Eggplant salad for the winter a dozen

0
966
Kitchen Russian
Calorie content 88.3 kcal
Portions 2 p.
Cooking time 60 minutes
Proteins * 1.1 gr.
Fats * 2.1 gr.
Carbohydrates* 20.8 g
Eggplant salad for the winter a dozen

Eggplant salad for the winter of a dozen has long won the hearts of housewives. The top ten always turns out juicy, fragrant and melting in the mouth, for which absolutely everyone likes it. And in addition to this, the salad is simple and quite quick to prepare, which, of course, will please any housewife.

Ingredients

Cooking process

step 1 out of 7
Wash the eggplant, dry it, cut it into rather thin slices. Soak the eggplant in salted water for 10 minutes to remove the bitterness. Then drain the water.
step 2 out of 7
Wash the pepper, dry it, remove the stalk with seeds from each.

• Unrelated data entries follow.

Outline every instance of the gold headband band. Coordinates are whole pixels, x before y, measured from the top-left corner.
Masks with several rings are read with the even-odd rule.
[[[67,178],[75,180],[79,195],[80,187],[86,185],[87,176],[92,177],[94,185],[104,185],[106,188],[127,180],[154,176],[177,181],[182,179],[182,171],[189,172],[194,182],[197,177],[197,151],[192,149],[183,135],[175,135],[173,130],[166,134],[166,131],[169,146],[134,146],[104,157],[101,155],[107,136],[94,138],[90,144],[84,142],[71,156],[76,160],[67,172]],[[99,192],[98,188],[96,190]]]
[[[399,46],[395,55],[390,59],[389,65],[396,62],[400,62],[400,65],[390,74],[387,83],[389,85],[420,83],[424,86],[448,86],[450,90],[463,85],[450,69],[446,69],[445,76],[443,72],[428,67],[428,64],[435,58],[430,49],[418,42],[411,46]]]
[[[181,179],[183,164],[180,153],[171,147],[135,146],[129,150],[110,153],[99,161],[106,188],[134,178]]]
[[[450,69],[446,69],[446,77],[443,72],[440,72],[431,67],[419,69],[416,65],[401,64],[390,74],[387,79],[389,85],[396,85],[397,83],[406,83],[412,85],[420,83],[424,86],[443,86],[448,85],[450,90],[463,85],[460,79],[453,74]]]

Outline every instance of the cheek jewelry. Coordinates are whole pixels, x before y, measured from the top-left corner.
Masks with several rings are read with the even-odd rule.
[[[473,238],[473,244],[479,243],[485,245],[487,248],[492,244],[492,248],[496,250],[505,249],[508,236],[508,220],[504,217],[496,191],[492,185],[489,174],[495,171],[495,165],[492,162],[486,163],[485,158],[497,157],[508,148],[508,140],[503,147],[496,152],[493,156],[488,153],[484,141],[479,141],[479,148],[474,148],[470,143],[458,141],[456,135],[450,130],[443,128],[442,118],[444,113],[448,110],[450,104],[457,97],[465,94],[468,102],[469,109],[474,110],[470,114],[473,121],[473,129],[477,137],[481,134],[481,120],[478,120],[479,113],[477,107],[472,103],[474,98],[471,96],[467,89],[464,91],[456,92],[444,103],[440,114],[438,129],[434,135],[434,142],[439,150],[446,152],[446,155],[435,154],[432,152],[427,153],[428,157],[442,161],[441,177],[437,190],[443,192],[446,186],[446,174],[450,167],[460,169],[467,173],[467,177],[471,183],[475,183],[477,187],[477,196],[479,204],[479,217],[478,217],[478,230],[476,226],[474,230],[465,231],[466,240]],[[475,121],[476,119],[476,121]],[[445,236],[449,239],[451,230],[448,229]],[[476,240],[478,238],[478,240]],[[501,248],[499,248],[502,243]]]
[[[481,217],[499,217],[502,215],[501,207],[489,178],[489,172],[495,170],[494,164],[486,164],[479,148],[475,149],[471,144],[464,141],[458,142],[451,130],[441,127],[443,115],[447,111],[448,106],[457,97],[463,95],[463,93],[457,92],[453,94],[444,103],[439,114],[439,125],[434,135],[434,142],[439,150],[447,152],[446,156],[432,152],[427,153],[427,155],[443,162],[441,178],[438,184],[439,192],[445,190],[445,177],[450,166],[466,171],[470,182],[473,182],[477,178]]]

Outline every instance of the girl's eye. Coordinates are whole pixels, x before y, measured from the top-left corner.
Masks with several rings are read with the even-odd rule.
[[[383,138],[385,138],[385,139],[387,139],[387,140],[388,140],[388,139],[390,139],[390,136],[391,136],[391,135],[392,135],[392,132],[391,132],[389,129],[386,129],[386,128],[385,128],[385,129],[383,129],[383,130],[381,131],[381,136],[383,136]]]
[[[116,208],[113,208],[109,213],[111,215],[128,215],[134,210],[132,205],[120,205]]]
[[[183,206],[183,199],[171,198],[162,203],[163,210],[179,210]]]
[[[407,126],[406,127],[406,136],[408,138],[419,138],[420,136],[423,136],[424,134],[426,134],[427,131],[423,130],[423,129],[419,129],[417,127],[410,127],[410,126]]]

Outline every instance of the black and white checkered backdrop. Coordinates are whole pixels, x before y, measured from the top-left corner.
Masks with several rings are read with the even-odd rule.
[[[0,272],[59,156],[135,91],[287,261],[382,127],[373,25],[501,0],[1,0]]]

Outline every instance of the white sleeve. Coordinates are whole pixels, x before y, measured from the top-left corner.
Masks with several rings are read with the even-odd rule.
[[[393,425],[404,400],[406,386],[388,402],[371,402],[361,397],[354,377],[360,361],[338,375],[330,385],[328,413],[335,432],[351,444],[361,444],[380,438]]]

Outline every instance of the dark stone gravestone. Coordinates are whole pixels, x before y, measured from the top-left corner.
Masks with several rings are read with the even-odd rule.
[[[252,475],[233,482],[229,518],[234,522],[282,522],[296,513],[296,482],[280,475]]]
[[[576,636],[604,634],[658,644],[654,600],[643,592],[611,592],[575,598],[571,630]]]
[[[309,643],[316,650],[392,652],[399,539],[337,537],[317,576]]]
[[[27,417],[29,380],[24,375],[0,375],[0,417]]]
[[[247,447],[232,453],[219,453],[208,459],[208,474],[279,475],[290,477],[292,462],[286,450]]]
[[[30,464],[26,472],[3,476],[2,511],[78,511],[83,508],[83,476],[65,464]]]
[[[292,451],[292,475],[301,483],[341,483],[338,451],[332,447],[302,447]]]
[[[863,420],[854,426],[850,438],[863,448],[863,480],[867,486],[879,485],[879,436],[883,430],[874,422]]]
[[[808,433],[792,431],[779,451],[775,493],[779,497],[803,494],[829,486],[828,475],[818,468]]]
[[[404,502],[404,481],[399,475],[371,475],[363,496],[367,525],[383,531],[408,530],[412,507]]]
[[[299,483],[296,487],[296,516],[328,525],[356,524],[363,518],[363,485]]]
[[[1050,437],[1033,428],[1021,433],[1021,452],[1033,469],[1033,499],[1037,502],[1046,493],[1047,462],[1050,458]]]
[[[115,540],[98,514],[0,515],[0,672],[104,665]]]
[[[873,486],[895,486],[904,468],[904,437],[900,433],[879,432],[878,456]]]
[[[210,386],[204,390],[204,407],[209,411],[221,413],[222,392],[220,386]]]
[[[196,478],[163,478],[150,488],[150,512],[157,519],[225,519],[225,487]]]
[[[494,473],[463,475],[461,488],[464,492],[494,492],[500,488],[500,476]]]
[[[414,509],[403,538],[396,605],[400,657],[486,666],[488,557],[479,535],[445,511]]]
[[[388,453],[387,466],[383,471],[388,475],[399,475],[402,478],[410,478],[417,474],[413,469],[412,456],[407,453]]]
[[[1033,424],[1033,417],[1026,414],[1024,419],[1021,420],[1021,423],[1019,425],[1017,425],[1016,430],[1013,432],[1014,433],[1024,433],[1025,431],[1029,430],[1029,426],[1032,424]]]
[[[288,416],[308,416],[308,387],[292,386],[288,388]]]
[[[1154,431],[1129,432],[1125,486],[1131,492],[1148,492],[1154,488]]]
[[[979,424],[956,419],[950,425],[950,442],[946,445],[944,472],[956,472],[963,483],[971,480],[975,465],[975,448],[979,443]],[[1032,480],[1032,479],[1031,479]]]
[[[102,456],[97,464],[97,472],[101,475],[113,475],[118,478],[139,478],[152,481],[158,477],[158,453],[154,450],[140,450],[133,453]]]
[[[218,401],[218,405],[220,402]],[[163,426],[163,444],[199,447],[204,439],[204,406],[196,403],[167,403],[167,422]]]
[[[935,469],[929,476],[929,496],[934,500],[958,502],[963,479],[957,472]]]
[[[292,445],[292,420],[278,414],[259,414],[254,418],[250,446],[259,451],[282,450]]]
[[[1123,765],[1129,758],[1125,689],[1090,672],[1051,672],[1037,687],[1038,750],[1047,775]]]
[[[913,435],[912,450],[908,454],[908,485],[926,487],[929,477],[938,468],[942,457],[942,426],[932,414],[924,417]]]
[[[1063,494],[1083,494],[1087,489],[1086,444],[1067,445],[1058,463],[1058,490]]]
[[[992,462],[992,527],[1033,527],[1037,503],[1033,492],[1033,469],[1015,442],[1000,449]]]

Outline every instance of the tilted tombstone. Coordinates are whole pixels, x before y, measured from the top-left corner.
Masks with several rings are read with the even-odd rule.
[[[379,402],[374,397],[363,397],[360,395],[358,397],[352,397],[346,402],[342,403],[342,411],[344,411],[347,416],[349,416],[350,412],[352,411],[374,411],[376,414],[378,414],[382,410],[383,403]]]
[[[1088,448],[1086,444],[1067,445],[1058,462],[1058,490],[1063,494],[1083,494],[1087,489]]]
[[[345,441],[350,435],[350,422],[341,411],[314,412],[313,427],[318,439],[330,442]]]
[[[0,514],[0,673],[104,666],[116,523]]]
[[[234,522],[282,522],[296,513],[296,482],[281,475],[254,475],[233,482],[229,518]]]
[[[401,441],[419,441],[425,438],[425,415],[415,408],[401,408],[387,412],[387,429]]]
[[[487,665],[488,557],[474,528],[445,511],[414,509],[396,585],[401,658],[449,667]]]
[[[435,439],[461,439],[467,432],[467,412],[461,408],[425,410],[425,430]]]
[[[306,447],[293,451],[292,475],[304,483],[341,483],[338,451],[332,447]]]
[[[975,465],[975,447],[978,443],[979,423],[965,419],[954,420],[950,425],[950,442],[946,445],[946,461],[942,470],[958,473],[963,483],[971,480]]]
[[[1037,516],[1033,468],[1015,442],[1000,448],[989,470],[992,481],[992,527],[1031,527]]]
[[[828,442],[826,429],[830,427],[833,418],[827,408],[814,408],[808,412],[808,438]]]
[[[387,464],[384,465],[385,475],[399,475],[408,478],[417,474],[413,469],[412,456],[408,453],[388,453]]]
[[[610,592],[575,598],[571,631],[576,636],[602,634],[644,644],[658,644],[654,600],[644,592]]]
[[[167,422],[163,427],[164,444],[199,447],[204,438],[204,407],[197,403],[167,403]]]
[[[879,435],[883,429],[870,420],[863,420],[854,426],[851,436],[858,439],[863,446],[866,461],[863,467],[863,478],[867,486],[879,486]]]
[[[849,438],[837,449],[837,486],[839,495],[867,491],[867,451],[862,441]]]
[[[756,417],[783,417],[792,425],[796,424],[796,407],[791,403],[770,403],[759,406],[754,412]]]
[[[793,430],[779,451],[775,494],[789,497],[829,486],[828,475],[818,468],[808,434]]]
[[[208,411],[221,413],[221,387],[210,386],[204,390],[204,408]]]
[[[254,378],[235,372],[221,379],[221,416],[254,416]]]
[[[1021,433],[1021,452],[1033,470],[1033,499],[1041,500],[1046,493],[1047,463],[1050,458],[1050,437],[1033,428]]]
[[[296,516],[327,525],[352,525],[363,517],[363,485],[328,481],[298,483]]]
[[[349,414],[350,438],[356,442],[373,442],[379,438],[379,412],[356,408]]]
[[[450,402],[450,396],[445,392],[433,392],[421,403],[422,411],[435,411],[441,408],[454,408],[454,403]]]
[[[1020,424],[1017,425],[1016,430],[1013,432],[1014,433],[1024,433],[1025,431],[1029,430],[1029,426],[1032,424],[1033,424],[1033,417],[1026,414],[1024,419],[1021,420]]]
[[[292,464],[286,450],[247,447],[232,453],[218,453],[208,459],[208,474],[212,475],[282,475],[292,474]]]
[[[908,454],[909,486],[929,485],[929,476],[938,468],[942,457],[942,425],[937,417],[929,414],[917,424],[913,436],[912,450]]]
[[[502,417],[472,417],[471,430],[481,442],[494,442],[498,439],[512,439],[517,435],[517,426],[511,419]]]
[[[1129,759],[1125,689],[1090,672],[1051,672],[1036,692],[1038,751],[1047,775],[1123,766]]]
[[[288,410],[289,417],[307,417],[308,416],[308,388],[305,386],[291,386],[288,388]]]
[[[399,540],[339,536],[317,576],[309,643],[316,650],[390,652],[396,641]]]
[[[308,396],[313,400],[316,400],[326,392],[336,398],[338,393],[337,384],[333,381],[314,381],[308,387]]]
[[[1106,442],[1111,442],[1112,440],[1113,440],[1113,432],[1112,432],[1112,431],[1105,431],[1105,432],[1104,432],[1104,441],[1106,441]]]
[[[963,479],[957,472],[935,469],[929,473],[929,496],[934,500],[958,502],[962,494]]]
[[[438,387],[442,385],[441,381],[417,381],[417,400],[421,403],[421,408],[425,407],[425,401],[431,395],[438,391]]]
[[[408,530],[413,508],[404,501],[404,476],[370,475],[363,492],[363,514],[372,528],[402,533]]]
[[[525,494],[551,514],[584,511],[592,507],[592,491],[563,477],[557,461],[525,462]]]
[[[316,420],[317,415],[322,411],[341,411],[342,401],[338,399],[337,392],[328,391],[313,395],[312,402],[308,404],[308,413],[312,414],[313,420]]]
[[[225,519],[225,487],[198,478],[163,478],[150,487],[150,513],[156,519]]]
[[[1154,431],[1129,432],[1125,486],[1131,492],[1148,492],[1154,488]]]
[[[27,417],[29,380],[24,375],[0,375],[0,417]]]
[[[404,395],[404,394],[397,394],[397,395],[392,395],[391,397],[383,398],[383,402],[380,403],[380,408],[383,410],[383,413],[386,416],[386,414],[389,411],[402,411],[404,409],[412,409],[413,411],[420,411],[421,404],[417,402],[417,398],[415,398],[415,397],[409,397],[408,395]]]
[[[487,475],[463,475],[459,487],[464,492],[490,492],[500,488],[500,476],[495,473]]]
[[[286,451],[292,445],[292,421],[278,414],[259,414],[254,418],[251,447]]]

Cut the bell peppers into small pieces.
step 3 out of 7
Wash the tomatoes, dry them, remove the stalk from them, cut into slices.
step 4 out of 7
Peel the onion and cut into half rings.
step 5 out of 7
Peel the garlic and chop finely.
step 6 out of 7
Place eggplants, peppers, tomatoes, onions and garlic in a large saucepan. Add salt and sugar, mix everything thoroughly. Put the saucepan on low heat. Simmer vegetables, stirring occasionally, covered for about half an hour.
step 7 out of 7
At the end of stewing, pour in the vinegar, stir the eggplant salad, pour it into pre-sterilized jars. Tighten the jars with boiled water lids. Wrap jars of eggplant salad for the winter with a dozen blankets, let them cool. Then move the jars to the basement or cellar for storage until the cold season. Yummy!